January 27, 2005

Arizona House of Representatives
Arizona Senators
All concerned with the Radiation Exposure Compensation Act

RE: Downwinders Victims

To Whom it May Concern:

My name is Linda Laulo. My family and I have resided in Mohave county since the early 1900's. My father, Robert Lee Williams (Bud), was a wonderful person. Dad had a great love for the outdoors and his kids. He took us hunting, scouting for game and prospecting just about every weekend and sometimes on the weekdays too. Growing up, we never spent much time on television and expensive toys. No one did. Dad hauled us all over Mohave county. I bet I've been on every road, cow trail and wash, you name it, in the entire county.

I remember when I was a young girl I saw all the lights, heard all the booms and even saw a mushroom cloud from the bombing in Nevada. It was scary. Dad told all us kids not to worry; the bombs weren't harmful to us. The Government said it was okay. One day, dad called my mother outside. He had his Geiger counter and pointed to his work boots. "HOT!" That's what it read and boy was mom upset. I guess they threw the boots in the garbage. it seemed strange to us but again the Government told us there was nothing to worry about. Basically, we were all illiterate when it came to radiation exposure and how harmful it is to anything living. After all, we were drinking the milk and eating the game meat that was exposed to the same high levels of radiation we were.

In 1980 dad died of lung cancer. Oat cell was not curable. My father went through 9 months of hell. His lever was the size of a turkey roaster and he was only 80 pounds when he passed away. I quit my job for a year to help my mom, Retha Joe Williams, cope with dads' death. It was not easy.

Approximately 10 years later, my mother came down with breast cancer. She survived the breast cancer only to fall victim to lung cancer about seven years later. In addition, she now had a cancerous growth that filled the spot where she had given her kidney to my older brother Tommy Joe Williams.
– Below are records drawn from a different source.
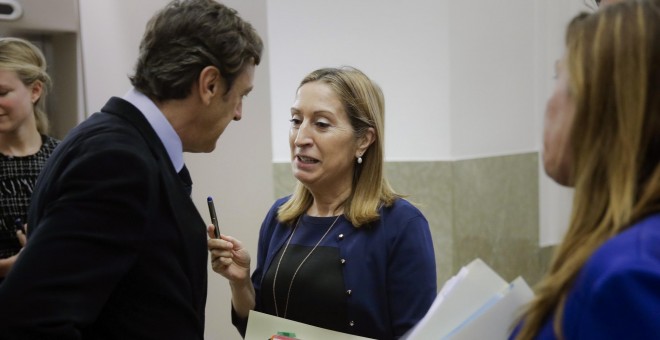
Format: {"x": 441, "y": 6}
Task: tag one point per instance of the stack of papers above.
{"x": 474, "y": 304}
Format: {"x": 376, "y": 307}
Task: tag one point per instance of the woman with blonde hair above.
{"x": 24, "y": 142}
{"x": 602, "y": 137}
{"x": 344, "y": 251}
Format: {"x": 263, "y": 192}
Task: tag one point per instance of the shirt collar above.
{"x": 160, "y": 124}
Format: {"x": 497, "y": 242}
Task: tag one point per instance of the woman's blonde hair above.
{"x": 613, "y": 60}
{"x": 27, "y": 60}
{"x": 364, "y": 104}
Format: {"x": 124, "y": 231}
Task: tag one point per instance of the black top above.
{"x": 18, "y": 176}
{"x": 317, "y": 296}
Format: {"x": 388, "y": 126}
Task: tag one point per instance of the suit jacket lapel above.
{"x": 191, "y": 225}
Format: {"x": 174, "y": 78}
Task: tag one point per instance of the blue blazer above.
{"x": 390, "y": 268}
{"x": 616, "y": 295}
{"x": 116, "y": 249}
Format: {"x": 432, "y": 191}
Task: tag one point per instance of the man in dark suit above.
{"x": 116, "y": 248}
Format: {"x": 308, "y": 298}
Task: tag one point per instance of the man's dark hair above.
{"x": 185, "y": 37}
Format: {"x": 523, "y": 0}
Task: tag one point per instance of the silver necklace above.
{"x": 288, "y": 294}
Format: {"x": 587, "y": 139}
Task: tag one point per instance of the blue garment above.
{"x": 617, "y": 293}
{"x": 389, "y": 268}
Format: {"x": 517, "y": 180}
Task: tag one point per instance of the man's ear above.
{"x": 210, "y": 84}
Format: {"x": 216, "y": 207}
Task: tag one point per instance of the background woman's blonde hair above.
{"x": 365, "y": 106}
{"x": 614, "y": 65}
{"x": 29, "y": 63}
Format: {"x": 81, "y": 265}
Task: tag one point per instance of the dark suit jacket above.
{"x": 116, "y": 248}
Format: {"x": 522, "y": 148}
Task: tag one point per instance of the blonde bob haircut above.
{"x": 613, "y": 59}
{"x": 364, "y": 104}
{"x": 27, "y": 60}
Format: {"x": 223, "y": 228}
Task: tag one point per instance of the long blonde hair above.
{"x": 614, "y": 64}
{"x": 29, "y": 63}
{"x": 365, "y": 106}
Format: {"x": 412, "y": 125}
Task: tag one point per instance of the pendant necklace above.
{"x": 288, "y": 294}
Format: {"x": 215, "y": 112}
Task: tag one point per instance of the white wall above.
{"x": 401, "y": 45}
{"x": 238, "y": 174}
{"x": 462, "y": 79}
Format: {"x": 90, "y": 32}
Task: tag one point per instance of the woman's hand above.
{"x": 228, "y": 257}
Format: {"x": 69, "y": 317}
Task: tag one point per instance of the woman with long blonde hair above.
{"x": 344, "y": 251}
{"x": 24, "y": 142}
{"x": 602, "y": 137}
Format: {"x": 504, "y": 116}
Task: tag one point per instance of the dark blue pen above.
{"x": 214, "y": 217}
{"x": 19, "y": 225}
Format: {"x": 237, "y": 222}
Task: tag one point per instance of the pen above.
{"x": 214, "y": 217}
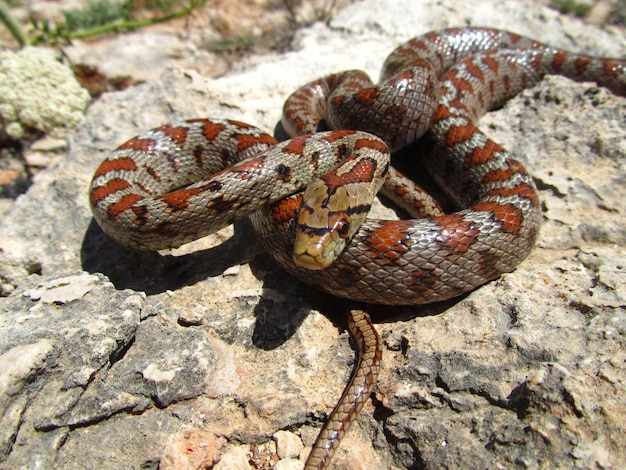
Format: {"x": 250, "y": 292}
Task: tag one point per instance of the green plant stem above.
{"x": 13, "y": 27}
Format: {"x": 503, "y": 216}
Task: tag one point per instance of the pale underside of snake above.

Both my daughter and I took four weeks off of work to take care of her while she was in hospital and at home dying.

My mother and father lived next door to me for 28 years and my mom was like a second mother to my kids. There was not any thing that I wouldn't do to help my mom. After she died I was close to a nervous breakdown. I cried over nothing and everything until my kids straightened me up. There's also my brother, but I can't write about him right now. He has also passed away.

I miss all my family, friends, classmates, aunts and cousins that are now gone. They all suffered and many were used as guinea pigs in an attempt to find a cure of cancer. So little was knows in the early years about how to treat cancer. At the time, Demerol was the drug of choice for pain. Morphine wasn't available and doctors seemed as concerned about patients becoming addicted to prescription drugs as they did about the actual pain from cancer. How long do my sister, Claudia Dodge, and I have before we get some form of cancer or disease from the same exposure to radiation my parents did. I am very mad and scared.